Prep Time: 10 minutes
Cook Time: 8 hours
Special Equipment: slow cooker
Ingredients
- 1 tablespoon coconut oil or butter
- 1 medium onion, sliced in ½ inch chunks
- 2 cloves garlic, minced
- 2 teaspoons ginger, peeled and minced
- 3 pounds chicken thighs and/or breasts
- 1 can (400ml) full-fat coconut milk
- 1/3 cup tomato paste
- 2 tablespoons Thai Red Curry Paste (Thai Kitchen is my favourite)
- 1 tablespoon fish sauce
- 5 carrots chopped fine
- Juice from ½ a lime
- ½ cup fresh cilantro
- 1 cup cashews, chopped
- 1 bunch green onions, chopped
Steps
- In a medium pan, melt the oil.
- Add the onion and cook until it is soft, about 7-10 minutes.
- Add the garlic and ginger in at the last minute of cooking.
- Meawhile, in a separate bowl combine the coconut milk, tomato paste, thai red curry paste and fish sauce. Stir with a whisk.

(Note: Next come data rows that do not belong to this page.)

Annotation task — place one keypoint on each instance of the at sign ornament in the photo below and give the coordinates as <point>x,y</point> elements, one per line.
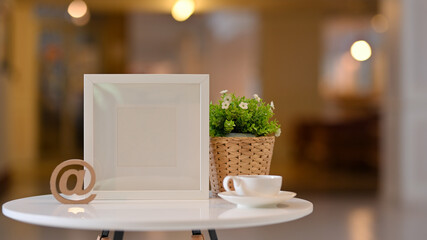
<point>78,187</point>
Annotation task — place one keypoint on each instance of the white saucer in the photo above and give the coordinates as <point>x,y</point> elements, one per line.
<point>251,201</point>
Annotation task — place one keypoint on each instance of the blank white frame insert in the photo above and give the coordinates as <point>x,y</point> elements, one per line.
<point>147,135</point>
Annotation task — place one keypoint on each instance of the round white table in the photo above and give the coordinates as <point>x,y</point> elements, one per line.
<point>150,215</point>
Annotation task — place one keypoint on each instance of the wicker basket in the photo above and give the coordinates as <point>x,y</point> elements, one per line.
<point>238,156</point>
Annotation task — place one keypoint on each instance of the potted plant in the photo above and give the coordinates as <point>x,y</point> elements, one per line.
<point>242,135</point>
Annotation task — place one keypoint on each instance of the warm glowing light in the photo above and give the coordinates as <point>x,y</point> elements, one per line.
<point>361,50</point>
<point>76,210</point>
<point>81,21</point>
<point>77,9</point>
<point>379,23</point>
<point>182,10</point>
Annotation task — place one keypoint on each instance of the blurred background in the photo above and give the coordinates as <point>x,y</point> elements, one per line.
<point>347,78</point>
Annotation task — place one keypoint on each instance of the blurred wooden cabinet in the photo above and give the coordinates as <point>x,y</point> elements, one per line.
<point>349,143</point>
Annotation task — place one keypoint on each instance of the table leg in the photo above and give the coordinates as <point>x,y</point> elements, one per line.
<point>212,234</point>
<point>197,235</point>
<point>118,235</point>
<point>103,236</point>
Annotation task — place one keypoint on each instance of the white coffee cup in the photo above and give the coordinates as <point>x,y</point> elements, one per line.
<point>254,185</point>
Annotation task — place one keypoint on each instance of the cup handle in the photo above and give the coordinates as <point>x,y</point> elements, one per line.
<point>226,181</point>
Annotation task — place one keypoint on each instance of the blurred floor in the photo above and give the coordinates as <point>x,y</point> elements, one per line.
<point>354,216</point>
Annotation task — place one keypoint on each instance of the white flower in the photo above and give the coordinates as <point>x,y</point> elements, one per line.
<point>225,105</point>
<point>278,132</point>
<point>243,105</point>
<point>227,98</point>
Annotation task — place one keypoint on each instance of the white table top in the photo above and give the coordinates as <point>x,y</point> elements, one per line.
<point>150,215</point>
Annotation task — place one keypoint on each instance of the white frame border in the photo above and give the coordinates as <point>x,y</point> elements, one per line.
<point>202,80</point>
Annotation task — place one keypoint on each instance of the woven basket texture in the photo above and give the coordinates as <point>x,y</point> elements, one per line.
<point>238,156</point>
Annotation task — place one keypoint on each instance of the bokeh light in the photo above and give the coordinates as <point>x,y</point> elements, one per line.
<point>361,50</point>
<point>77,9</point>
<point>182,10</point>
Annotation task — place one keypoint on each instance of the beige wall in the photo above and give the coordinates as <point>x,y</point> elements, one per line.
<point>405,130</point>
<point>290,73</point>
<point>21,112</point>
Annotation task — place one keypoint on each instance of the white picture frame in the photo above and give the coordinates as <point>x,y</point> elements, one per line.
<point>147,135</point>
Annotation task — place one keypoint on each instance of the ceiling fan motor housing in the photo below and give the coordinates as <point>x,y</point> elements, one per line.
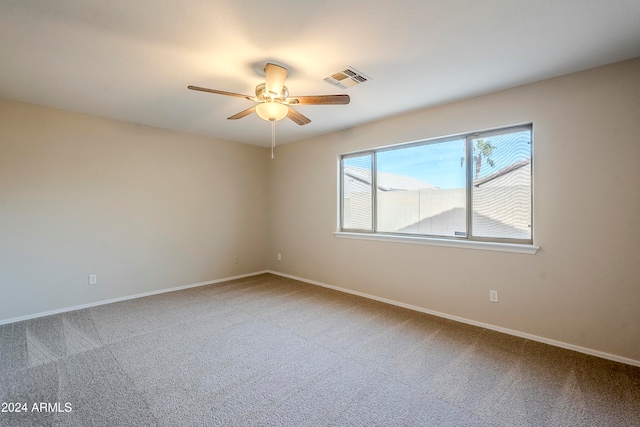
<point>262,94</point>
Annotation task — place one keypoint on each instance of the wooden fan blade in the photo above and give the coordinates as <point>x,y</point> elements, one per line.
<point>221,92</point>
<point>274,76</point>
<point>320,100</point>
<point>297,117</point>
<point>242,114</point>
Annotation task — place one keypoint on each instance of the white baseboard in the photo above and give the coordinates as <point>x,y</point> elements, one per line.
<point>525,335</point>
<point>109,301</point>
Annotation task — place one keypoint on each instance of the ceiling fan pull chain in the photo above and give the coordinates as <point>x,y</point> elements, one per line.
<point>273,136</point>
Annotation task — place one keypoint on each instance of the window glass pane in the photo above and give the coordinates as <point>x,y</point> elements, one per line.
<point>357,192</point>
<point>421,189</point>
<point>501,191</point>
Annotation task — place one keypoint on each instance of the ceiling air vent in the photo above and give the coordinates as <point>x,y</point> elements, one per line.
<point>346,78</point>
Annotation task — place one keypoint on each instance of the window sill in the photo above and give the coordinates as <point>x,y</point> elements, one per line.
<point>432,241</point>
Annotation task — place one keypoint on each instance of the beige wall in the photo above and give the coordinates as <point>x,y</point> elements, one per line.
<point>143,208</point>
<point>583,286</point>
<point>147,209</point>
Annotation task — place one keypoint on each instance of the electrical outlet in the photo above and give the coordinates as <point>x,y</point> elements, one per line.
<point>493,296</point>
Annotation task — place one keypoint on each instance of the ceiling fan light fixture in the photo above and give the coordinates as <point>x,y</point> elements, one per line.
<point>272,111</point>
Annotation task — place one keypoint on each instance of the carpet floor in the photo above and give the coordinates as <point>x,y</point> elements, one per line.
<point>271,351</point>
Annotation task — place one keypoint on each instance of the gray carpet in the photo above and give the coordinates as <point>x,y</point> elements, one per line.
<point>270,351</point>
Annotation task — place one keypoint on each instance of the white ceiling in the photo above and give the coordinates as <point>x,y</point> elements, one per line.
<point>132,60</point>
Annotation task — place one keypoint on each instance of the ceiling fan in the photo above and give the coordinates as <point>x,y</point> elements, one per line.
<point>274,102</point>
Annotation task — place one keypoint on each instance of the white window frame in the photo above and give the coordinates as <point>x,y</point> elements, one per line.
<point>469,241</point>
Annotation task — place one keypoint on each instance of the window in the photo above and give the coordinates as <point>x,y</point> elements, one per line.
<point>470,187</point>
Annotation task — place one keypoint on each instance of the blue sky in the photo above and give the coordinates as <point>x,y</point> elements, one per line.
<point>439,164</point>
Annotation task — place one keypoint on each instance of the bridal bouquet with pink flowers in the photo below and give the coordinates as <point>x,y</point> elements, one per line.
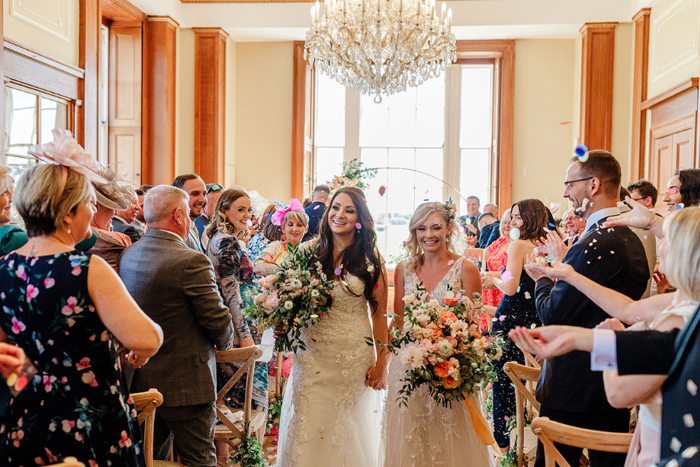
<point>442,347</point>
<point>295,296</point>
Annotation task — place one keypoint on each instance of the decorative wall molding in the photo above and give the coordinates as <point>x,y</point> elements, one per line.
<point>682,22</point>
<point>51,17</point>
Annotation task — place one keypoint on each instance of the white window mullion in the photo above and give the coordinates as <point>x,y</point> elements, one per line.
<point>352,125</point>
<point>452,166</point>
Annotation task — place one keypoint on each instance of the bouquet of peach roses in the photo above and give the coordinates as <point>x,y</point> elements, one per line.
<point>442,347</point>
<point>294,296</point>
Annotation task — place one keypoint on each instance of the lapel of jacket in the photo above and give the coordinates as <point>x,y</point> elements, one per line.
<point>684,338</point>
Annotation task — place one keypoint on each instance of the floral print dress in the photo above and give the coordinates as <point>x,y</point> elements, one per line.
<point>77,404</point>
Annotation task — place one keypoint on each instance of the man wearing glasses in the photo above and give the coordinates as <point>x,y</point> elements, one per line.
<point>213,194</point>
<point>568,390</point>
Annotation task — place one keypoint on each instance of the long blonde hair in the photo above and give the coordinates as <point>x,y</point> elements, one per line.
<point>682,230</point>
<point>415,252</point>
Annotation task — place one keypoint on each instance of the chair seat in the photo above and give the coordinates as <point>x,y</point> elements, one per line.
<point>257,420</point>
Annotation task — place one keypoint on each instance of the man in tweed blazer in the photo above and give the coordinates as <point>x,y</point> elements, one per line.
<point>175,285</point>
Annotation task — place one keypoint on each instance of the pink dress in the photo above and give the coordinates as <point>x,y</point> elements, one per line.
<point>498,258</point>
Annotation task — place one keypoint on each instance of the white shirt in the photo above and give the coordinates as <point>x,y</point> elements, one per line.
<point>598,215</point>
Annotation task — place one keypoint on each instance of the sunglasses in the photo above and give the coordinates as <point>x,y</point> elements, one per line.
<point>214,188</point>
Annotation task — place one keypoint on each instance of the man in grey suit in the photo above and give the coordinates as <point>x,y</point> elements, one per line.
<point>176,287</point>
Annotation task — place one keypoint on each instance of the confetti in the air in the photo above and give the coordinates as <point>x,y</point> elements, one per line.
<point>581,152</point>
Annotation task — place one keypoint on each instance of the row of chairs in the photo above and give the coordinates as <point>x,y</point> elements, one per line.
<point>524,378</point>
<point>230,427</point>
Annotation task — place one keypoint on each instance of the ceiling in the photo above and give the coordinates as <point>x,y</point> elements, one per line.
<point>262,20</point>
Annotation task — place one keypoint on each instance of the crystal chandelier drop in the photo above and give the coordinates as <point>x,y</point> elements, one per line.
<point>380,46</point>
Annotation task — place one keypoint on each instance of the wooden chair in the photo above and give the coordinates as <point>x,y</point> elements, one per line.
<point>68,462</point>
<point>550,432</point>
<point>523,395</point>
<point>146,404</point>
<point>229,429</point>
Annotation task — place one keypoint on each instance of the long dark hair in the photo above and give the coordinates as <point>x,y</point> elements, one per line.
<point>360,254</point>
<point>690,186</point>
<point>535,216</point>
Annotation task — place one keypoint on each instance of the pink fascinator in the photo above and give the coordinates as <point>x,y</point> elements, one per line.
<point>278,217</point>
<point>65,151</point>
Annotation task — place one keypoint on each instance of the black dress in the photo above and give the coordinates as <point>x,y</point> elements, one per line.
<point>514,310</point>
<point>76,405</point>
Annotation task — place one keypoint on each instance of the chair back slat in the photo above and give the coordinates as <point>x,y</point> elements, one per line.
<point>146,404</point>
<point>550,432</point>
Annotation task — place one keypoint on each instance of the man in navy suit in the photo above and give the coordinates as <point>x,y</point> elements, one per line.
<point>321,196</point>
<point>568,391</point>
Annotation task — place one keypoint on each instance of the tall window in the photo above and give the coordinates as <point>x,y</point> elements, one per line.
<point>422,141</point>
<point>30,119</point>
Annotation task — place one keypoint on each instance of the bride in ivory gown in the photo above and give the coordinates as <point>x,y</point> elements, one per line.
<point>424,433</point>
<point>331,414</point>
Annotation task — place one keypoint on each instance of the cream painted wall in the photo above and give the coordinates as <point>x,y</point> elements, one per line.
<point>264,79</point>
<point>184,120</point>
<point>36,36</point>
<point>623,81</point>
<point>230,149</point>
<point>674,44</point>
<point>544,105</point>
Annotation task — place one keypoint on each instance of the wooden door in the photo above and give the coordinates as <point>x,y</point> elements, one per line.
<point>125,102</point>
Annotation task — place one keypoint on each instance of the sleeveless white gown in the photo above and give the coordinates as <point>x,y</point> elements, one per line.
<point>329,417</point>
<point>424,433</point>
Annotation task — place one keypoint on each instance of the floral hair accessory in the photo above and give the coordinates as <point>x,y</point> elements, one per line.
<point>66,152</point>
<point>278,217</point>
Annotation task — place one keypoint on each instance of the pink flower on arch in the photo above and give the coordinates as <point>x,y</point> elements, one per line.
<point>17,326</point>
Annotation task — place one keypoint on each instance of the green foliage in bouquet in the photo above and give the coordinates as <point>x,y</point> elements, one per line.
<point>249,453</point>
<point>353,175</point>
<point>441,347</point>
<point>295,296</point>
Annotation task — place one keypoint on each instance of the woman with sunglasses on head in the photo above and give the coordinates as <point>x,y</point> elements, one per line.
<point>424,431</point>
<point>530,217</point>
<point>294,223</point>
<point>330,409</point>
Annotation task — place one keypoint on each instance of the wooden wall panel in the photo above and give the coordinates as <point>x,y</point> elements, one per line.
<point>597,63</point>
<point>302,124</point>
<point>159,77</point>
<point>210,103</point>
<point>639,92</point>
<point>125,98</point>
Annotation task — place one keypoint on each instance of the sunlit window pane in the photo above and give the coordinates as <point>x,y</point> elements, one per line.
<point>476,102</point>
<point>329,162</point>
<point>330,112</point>
<point>374,122</point>
<point>474,175</point>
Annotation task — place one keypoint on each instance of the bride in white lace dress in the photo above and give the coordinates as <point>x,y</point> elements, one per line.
<point>423,433</point>
<point>331,414</point>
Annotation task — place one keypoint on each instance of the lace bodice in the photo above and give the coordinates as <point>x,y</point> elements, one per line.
<point>452,280</point>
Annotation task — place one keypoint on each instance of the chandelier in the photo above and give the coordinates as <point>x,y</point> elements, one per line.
<point>380,46</point>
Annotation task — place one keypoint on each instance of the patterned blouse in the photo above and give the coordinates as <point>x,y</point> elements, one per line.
<point>232,267</point>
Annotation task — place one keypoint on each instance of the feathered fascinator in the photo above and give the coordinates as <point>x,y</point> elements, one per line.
<point>280,211</point>
<point>258,203</point>
<point>66,152</point>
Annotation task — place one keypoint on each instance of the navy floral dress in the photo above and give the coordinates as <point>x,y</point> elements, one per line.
<point>76,405</point>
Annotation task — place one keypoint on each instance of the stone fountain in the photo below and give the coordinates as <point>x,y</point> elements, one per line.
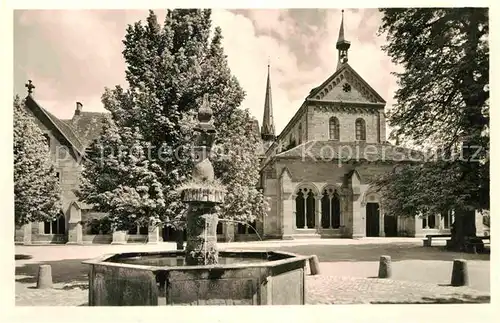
<point>200,275</point>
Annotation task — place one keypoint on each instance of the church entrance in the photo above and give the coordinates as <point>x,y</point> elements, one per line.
<point>305,209</point>
<point>330,209</point>
<point>372,220</point>
<point>390,226</point>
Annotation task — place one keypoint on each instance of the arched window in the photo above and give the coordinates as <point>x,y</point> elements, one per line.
<point>360,129</point>
<point>300,133</point>
<point>58,226</point>
<point>248,228</point>
<point>46,137</point>
<point>429,222</point>
<point>330,209</point>
<point>334,128</point>
<point>305,209</point>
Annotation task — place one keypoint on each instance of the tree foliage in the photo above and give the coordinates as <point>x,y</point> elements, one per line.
<point>169,69</point>
<point>36,188</point>
<point>443,102</point>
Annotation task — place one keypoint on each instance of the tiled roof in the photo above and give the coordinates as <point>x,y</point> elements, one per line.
<point>83,206</point>
<point>87,125</point>
<point>351,151</point>
<point>62,127</point>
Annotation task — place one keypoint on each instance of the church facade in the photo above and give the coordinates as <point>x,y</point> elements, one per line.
<point>316,173</point>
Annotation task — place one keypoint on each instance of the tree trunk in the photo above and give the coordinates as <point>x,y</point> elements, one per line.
<point>179,239</point>
<point>201,229</point>
<point>464,227</point>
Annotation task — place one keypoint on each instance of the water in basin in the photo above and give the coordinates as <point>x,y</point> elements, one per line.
<point>173,261</point>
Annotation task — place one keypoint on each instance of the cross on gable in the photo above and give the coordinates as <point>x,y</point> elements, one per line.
<point>30,87</point>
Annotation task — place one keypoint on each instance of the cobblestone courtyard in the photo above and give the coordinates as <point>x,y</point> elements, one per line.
<point>348,267</point>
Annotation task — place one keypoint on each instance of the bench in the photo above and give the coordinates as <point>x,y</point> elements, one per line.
<point>476,244</point>
<point>428,238</point>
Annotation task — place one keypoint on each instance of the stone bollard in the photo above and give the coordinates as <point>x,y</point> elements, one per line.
<point>314,265</point>
<point>460,273</point>
<point>44,277</point>
<point>384,268</point>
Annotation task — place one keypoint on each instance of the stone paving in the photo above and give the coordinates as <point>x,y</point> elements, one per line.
<point>340,281</point>
<point>355,290</point>
<point>320,290</point>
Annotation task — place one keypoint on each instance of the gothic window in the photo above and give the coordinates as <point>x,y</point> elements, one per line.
<point>305,205</point>
<point>346,87</point>
<point>58,226</point>
<point>432,222</point>
<point>300,133</point>
<point>447,219</point>
<point>47,140</point>
<point>248,228</point>
<point>334,128</point>
<point>429,222</point>
<point>330,209</point>
<point>360,129</point>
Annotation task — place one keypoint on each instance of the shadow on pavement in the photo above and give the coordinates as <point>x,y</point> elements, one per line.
<point>452,299</point>
<point>63,271</point>
<point>399,252</point>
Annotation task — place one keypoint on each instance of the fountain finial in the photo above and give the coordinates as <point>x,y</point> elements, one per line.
<point>204,112</point>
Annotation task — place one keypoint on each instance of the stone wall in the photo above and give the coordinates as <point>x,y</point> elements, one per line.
<point>318,127</point>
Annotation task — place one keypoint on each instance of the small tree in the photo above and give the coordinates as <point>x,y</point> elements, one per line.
<point>36,187</point>
<point>442,101</point>
<point>169,69</point>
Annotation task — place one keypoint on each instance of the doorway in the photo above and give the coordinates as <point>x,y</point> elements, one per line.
<point>372,220</point>
<point>390,226</point>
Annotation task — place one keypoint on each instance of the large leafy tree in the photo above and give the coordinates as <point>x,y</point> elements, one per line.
<point>36,188</point>
<point>169,69</point>
<point>443,103</point>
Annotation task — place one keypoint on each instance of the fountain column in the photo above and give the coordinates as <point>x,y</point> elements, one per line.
<point>202,195</point>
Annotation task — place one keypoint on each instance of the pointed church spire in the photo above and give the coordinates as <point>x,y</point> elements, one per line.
<point>342,44</point>
<point>341,31</point>
<point>267,130</point>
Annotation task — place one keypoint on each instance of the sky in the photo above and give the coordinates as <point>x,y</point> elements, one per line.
<point>72,55</point>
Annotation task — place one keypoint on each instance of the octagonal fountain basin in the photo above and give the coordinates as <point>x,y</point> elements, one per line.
<point>162,278</point>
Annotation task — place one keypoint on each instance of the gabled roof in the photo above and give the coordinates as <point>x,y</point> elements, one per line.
<point>332,88</point>
<point>82,205</point>
<point>62,128</point>
<point>324,150</point>
<point>87,125</point>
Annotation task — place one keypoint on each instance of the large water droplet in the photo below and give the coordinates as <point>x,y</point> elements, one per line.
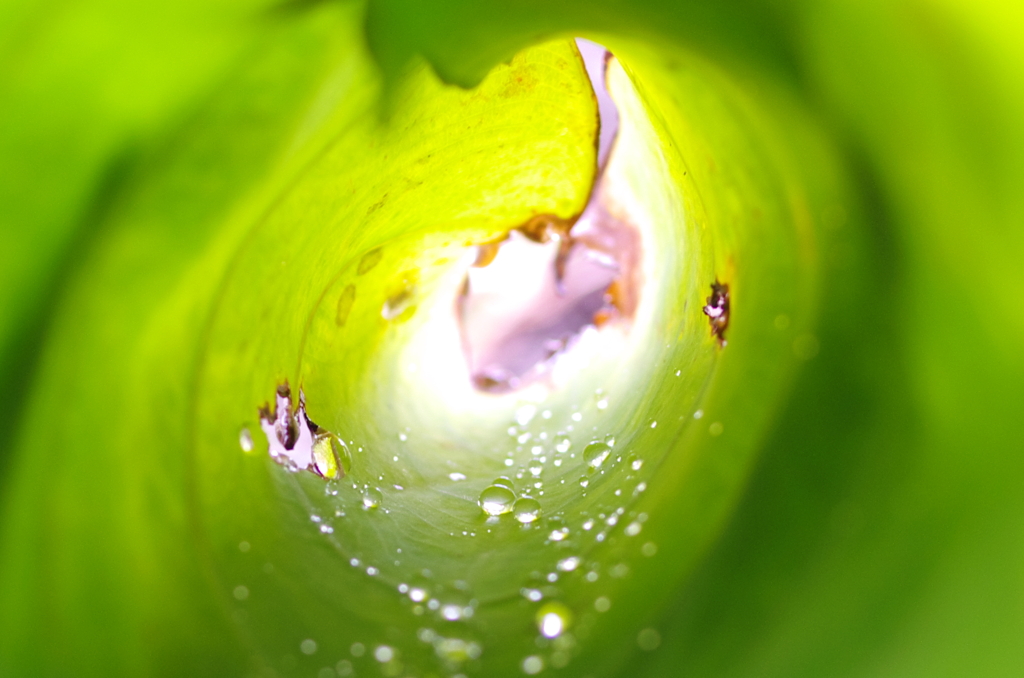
<point>552,620</point>
<point>497,500</point>
<point>526,510</point>
<point>596,453</point>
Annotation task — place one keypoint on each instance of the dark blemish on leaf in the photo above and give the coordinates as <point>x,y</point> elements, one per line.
<point>345,302</point>
<point>376,206</point>
<point>717,310</point>
<point>297,442</point>
<point>369,261</point>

- Add the chicken to the bottom of your slow cooker.
- Add the carrots.
- Add the coconut milk mixture.
- Cover and cook on low for 8 hours.
- Add fresh lime-juice, cilantro, cashews and green onions before serving.
Serve over cauliflower rice (stay tuned next week... I will be posting a recipe for this.)
For dutch oven instructions, preheat the oven to 375ºF. Follow the directions above and add all ingredients to a dutch oven. Bake for 50-60 minutes or until the chicken is cooked through. Proceed with step #9.